Unter Thaksin fühlten sich die Armen ernstgenommen

Thaksin hatte den armen Massen in seiner Amtszeit erstmals bezahlbare Krankenversorgung verschafft und förderte Kleinunternehmer mit Mikrokrediten. Als Dank bekam er ihre Stimmen. Die armen Regionen im Nordosten, wo fast die Hälfte der rund 66 Millionen Thailänder lebt, sind eine unschlagbare Wählerbasis. Thaksin nutzte diese Basis und baute seine Macht aus. 2006 wurde er nach langen Straßenprotesten von Anhängern der alten Ordnung gestürzt. Er hatte den Armen aber erstmals das Gefühl gegeben, etwas zu zählen.
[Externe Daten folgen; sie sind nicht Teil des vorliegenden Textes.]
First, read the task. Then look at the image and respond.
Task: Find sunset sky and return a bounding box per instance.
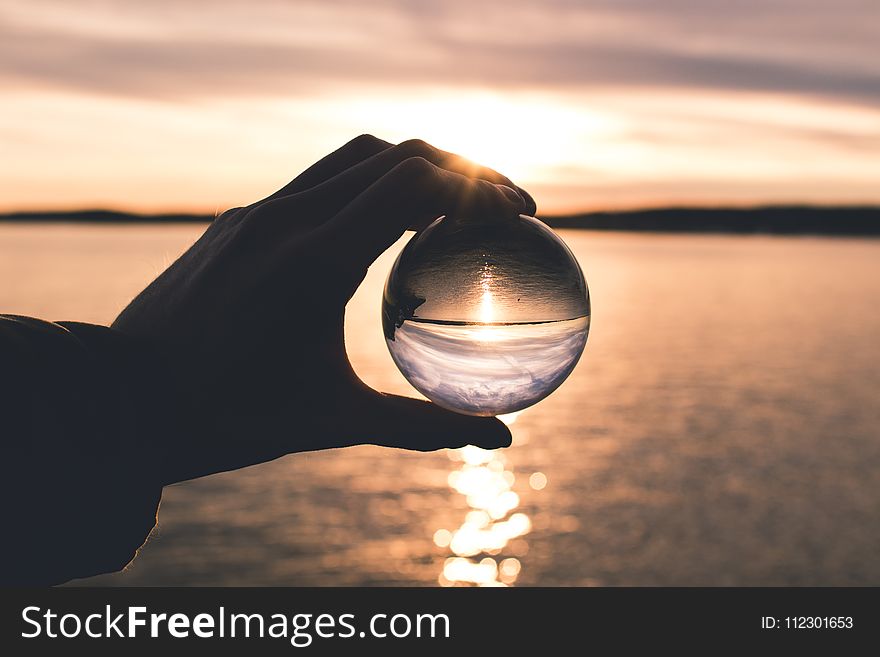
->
[0,0,880,212]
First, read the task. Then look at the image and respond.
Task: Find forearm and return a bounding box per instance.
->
[0,315,168,584]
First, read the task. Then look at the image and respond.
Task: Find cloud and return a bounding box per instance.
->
[0,0,880,106]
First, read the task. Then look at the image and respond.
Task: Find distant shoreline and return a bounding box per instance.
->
[0,205,880,236]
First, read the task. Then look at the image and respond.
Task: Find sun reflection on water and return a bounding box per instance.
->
[434,413,543,586]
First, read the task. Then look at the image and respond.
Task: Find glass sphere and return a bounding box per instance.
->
[382,215,590,415]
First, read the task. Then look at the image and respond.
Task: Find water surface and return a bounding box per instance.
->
[0,225,880,585]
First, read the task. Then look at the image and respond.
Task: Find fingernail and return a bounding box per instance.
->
[495,185,526,207]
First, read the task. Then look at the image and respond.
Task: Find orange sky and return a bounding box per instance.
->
[0,0,880,212]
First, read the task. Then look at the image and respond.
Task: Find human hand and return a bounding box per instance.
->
[113,135,535,483]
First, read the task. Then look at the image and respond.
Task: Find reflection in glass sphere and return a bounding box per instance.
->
[382,215,590,415]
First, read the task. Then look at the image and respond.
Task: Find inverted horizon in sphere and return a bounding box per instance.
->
[388,316,590,416]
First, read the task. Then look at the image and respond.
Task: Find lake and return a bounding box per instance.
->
[0,224,880,586]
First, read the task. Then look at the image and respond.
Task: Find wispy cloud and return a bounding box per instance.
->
[0,0,880,207]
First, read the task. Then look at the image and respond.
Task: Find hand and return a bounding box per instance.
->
[113,136,535,483]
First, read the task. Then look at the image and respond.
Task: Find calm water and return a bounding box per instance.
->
[0,226,880,585]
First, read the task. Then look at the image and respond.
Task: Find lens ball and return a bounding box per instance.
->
[382,215,590,415]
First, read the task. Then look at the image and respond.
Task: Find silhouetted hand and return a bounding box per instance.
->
[113,136,535,483]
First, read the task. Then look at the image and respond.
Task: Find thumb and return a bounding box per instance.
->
[356,393,511,452]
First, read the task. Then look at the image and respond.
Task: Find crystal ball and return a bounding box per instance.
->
[382,215,590,415]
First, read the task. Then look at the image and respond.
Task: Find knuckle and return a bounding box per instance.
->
[348,133,382,151]
[397,139,437,158]
[394,156,437,182]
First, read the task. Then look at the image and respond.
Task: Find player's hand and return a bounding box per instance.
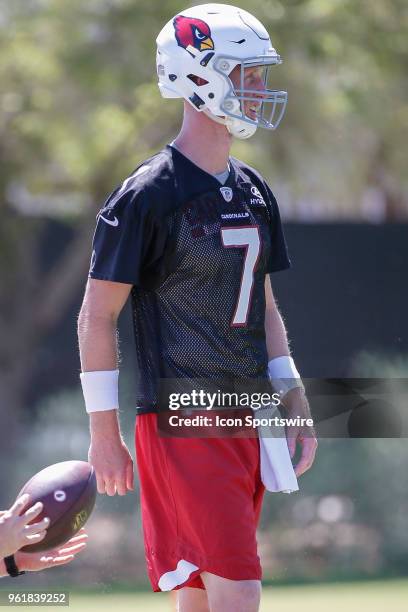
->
[0,495,50,557]
[88,411,133,495]
[283,388,317,476]
[14,528,88,572]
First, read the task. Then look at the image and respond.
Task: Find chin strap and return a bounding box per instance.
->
[203,108,257,140]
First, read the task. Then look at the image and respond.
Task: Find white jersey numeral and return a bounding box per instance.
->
[221,225,261,327]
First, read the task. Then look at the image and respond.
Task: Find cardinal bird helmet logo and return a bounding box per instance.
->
[173,15,214,51]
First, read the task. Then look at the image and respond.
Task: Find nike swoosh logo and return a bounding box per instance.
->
[99,215,119,227]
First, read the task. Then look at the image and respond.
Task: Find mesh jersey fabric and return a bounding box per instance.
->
[89,145,290,413]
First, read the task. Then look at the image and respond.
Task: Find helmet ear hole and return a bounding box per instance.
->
[187,74,208,87]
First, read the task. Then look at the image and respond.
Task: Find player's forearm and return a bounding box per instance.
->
[0,557,8,578]
[265,307,290,360]
[78,308,120,440]
[78,309,118,372]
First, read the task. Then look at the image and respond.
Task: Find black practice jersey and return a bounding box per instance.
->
[90,146,290,413]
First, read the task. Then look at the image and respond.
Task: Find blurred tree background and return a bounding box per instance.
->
[0,0,408,582]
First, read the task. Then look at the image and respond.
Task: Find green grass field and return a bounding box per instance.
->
[48,580,408,612]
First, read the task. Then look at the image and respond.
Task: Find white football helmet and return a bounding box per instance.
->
[156,4,287,138]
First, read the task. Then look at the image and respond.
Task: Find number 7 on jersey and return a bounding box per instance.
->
[221,225,261,327]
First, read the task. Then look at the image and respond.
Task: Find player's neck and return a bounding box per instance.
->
[174,109,232,174]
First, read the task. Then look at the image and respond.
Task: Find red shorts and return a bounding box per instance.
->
[135,414,265,591]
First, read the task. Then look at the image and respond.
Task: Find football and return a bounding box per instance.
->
[18,461,96,552]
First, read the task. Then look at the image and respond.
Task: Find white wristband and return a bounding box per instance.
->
[268,355,304,398]
[80,370,119,414]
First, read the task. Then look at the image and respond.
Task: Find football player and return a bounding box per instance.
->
[0,494,88,577]
[79,4,316,612]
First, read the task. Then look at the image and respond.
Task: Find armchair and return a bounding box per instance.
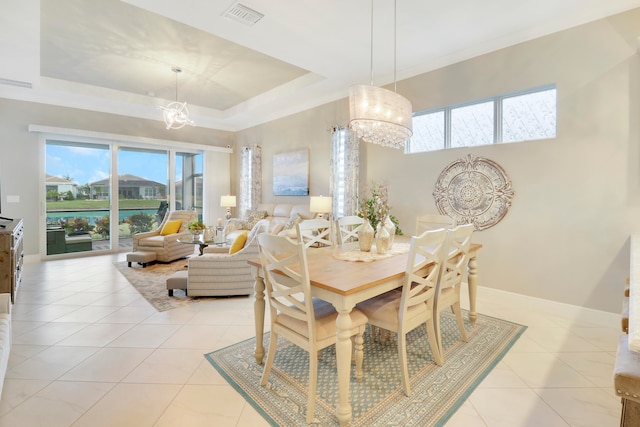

Sie wollen nun nicht mehr hinnehmen, dass die Politik in Bangkok nach undurchsichtigen Kungeleien wieder in den Händen des alten Establishments ist. Thaksin, der vor einer Haftstrafe wegen Amtsmissbrauchs ins Exil flüchtete, auch nicht.

"Thaksin hat hunderte Millionen Baht für den Transport und das Essen der Rothemden bezahlt", sagt Yongyut (74), ein glühender Anhänger Thaksins. "Er hat die Demonstranten nicht bezahlt, aber sie waren froh, dreimal am Tag umsonst etwas zu essen zu bekommen." Dass sie nach dem unrühmlichen Ende ihrer Proteste ohne etwas erreicht zu haben aufgeben, ist unwahrscheinlich. Das zeigt schon die Wut unter den Rothemden, die sich nach dem Militäreinsatz entlud, als sie in Bangkok mehr als 35 Gebäude in Brand setzten.

"Ich glaube, dass die meisten Menschen hier im Nordosten die Gewalt und die Brandstiftungen nicht gut fanden", sagt Buapun Promphakping, Soziologie-Professor an der Khon-Kaen-Universität. "Aber die meisten dürften mit den Forderungen der Rothemden übereinstimmen: Sie wollen Demokratie, mehr Gleichheit, und sie wollen nicht die tradionelle Bürokratie, die alles managt und die alte Doppelmoral." Damit bezeichnen Thailänder die Tatsache, dass immer wenn es drauf ankommt, die Reichen mit guten Beziehungen die Oberhand über "den Mann auf der Straße" behalten. "Die Rothemden werden weiter protestieren", prohpezeit der Professor.